Machine Learning & Deep Learning in Python & R
Free Coupon Discount - Machine Learning & Deep Learning in Python & R, Covers Regression, Decision Trees, SVM, Neural Networks, CNN, Time Series Forecasting and more using both Python & R Hot & New Created by Start-Tech Academy English [Auto] Preview this Udemy Course - GET COUPON CODE 100% Off Udemy Coupon . Free Udemy Courses . Online Classes
Robotic Assistant Agent for Student and Machine Co-Learning on AI-FML Practice with AIoT Application
Lee, Chang-Shing, Wang, Mei-Hui, Ciou, Zong-Han, Chang, Rin-Pin, Tsai, Chun-Hao, Chen, Shen-Chien, Huang, Tzong-Xiang, Sato-Shimokawara, Eri, Yamaguchi, Toru
In this paper, the Robotic Assistant Agent for student and machine co-learning on AI-FML practice with AIoT application is presented. The structure of AI-FML contains three parts, including fuzzy logic, neural network, and evolutionary computation. Besides, the Robotic Assistant Agent (RAA) can assist students and machines in co-learning English and AI-FML practice based on the robot Kebbi Air and AIoT-FML learning tool. Since Sept. 2019, we have introduced an Intelligent Speaking English Assistant (ISEA) App and AI-FML platform to English and computer science learning classes at two elementary schools in Taiwan. We use the collected English-learning data to train a predictive regression model based on students' monthly examination scores. In Jan. 2021, we further combined the developed AI-FML platform with a novel AIoT-FML learning tool to enhance students' interests in learning English and AI-FML with basic hands-on practice. The proposed RAA is responsible for reasoning students' learning performance and showing the results on the AIoT-FML learning tool after communicating with the AI-FML platform. The experimental results and the collection of students' feedback show that this kind of learning model is popular with elementary-school and high-school students, and the learning performance of elementary-school students is improved.

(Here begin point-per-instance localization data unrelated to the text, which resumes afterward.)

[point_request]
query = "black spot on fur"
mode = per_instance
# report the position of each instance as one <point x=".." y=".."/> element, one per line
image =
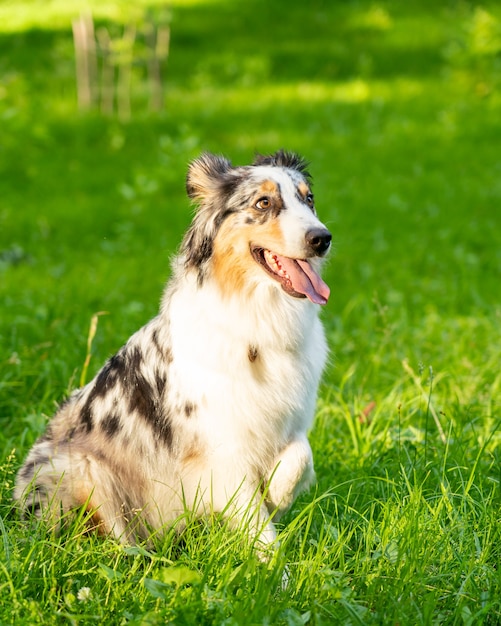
<point x="145" y="399"/>
<point x="161" y="380"/>
<point x="112" y="374"/>
<point x="286" y="159"/>
<point x="111" y="425"/>
<point x="168" y="355"/>
<point x="86" y="416"/>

A Complete Anomaly Detection Algorithm From Scratch in Python: Step by Step Guide
Anomaly detection can be treated as a statistical task as an outlier analysis. But if we develop a machine learning model, it can be automated and as usual, can save a lot of time. There are so many use cases of anomaly detection. Credit card fraud detection, detection of faulty machines, or hardware systems detection based on their anomalous features, disease detection based on medical records are some good examples. There are many more use cases.
Hill Climbing and Simulated Annealing AI Algorithms
Redeem Get Udemy Coupon What you'll learn Udemy Coupon Best Description Search Algorithms and Optimization techniques are the engines of most Artificial Intelligence techniques and Data Science. There is no doubt that Hill Climbing and Simulated Annealing are the most well-regarded and widely used AI search techniques. A lot of scientists and practitioners use search and optimization algorithms without understanding their internal structure. However, understanding the internal structure and mechanism of such AI problem-solving techniques will allow them to solve problems more efficiently. This also allows them to tune, tweak, and even design new algorithms for different projects.